Another year, another Guernsey Literary Festival. Unlike all the other festivals I go to, this event is more of a smorgasbord; a feast to suit many different tastes. Rather than bingeing on the whole, people I have met are picking at two or three choice morsels. In this way the festival achieves a broad ‘hit’ across the population rather than going for a sharply targeted deep engagement such as (say) Alderney’s historical themed festival or Crimefest Bristol where I’m bound next week. It is a markedly different strategy and local engagement is extensive. There were 60 or so authors and a variety of big names, and I donated a copy of Glint of Light on Broken Glass to each of the goody bags to make them welcome to Guernsey.
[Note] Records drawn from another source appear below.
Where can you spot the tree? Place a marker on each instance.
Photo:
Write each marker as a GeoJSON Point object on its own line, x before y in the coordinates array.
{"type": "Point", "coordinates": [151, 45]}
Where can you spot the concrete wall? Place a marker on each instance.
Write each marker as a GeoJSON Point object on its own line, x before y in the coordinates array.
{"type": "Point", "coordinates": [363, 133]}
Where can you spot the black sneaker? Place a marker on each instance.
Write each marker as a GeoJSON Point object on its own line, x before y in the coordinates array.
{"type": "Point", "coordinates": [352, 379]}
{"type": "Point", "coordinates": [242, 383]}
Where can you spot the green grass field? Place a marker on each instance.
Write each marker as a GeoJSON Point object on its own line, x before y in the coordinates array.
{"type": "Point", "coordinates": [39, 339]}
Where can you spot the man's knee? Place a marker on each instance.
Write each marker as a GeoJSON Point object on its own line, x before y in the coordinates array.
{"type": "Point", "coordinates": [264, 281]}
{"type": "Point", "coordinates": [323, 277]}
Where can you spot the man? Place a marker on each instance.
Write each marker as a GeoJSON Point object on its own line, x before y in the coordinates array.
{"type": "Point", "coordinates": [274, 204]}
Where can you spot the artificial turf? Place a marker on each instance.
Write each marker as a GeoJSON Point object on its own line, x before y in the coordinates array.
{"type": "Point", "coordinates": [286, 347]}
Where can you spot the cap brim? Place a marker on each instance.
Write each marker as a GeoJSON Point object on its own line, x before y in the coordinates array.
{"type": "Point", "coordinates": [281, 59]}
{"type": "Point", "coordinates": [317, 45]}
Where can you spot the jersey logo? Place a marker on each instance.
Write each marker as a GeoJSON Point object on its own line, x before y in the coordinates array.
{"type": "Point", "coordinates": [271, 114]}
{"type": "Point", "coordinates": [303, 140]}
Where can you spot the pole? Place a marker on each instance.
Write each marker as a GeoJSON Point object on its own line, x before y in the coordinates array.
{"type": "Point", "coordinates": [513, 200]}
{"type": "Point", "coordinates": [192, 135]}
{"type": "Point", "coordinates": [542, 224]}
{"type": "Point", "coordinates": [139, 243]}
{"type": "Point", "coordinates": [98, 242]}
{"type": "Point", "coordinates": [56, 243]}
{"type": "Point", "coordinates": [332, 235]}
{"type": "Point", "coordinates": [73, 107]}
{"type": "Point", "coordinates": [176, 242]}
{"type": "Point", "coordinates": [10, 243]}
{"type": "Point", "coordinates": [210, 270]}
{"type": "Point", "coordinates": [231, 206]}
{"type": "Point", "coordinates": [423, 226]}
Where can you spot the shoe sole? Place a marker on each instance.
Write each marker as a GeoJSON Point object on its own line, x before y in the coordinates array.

The opening party was fun, only an hour, but chance to hear from a quartet of speakers and mingle with many like-minded friends on the island. On the Friday I was asked to introduce Dr Matthias Strohn (who was quicker to smile than I was when the camera was produced!) speaking at the blow-up Festival Hub in the Market Square. I’d met him at the Alderney festival two years ago and his subject this time was the end of the Great War. As a German historian and reserve army officer who advises the British Army and lectures at Sandhurst, Matthias offered some unique insights. Most telling was how ‘Britain centric’ our view of that war is. The Germans on the other hand were far more concerned with the Russian threat to the east and the French to the west, until the final year of the war at least. He explained how the German view that their army had not lost the war came about via the observation that (1) Germany fought the war because it was surrounded by enemies (2) none of those enemies had any soldiers on German soil at the conclusion of the fighting. The scene was set for ’round 2′.
I was asked initially whether I would moderate a talk by crime writer Mark Billingham, but having seen Mark in action I knew he needed no moderation – he was once a stand-up comedian. In the event he was paired with Erin Kelly, in the bigger venue of St James where even the audience just shy of 100 rattled a bit. Writers’ forums endlessly discuss whether it is best to plan a novel or fly by the seat of your pants (‘planners’ vs ‘pantsers’). Erin takes the same approach as I do, essentially writing a first draft composed of the main scenes of the book not necessarily in order. She then revisits in draft 2 to knit these together into a coherent story. She and Mark also discussed research and the tip was not to write it down as if swotting for an exam, but to use the points that stick. In this way the writer avoids ‘information dumping’, on the reasoning that all this researc =h must show somewhere.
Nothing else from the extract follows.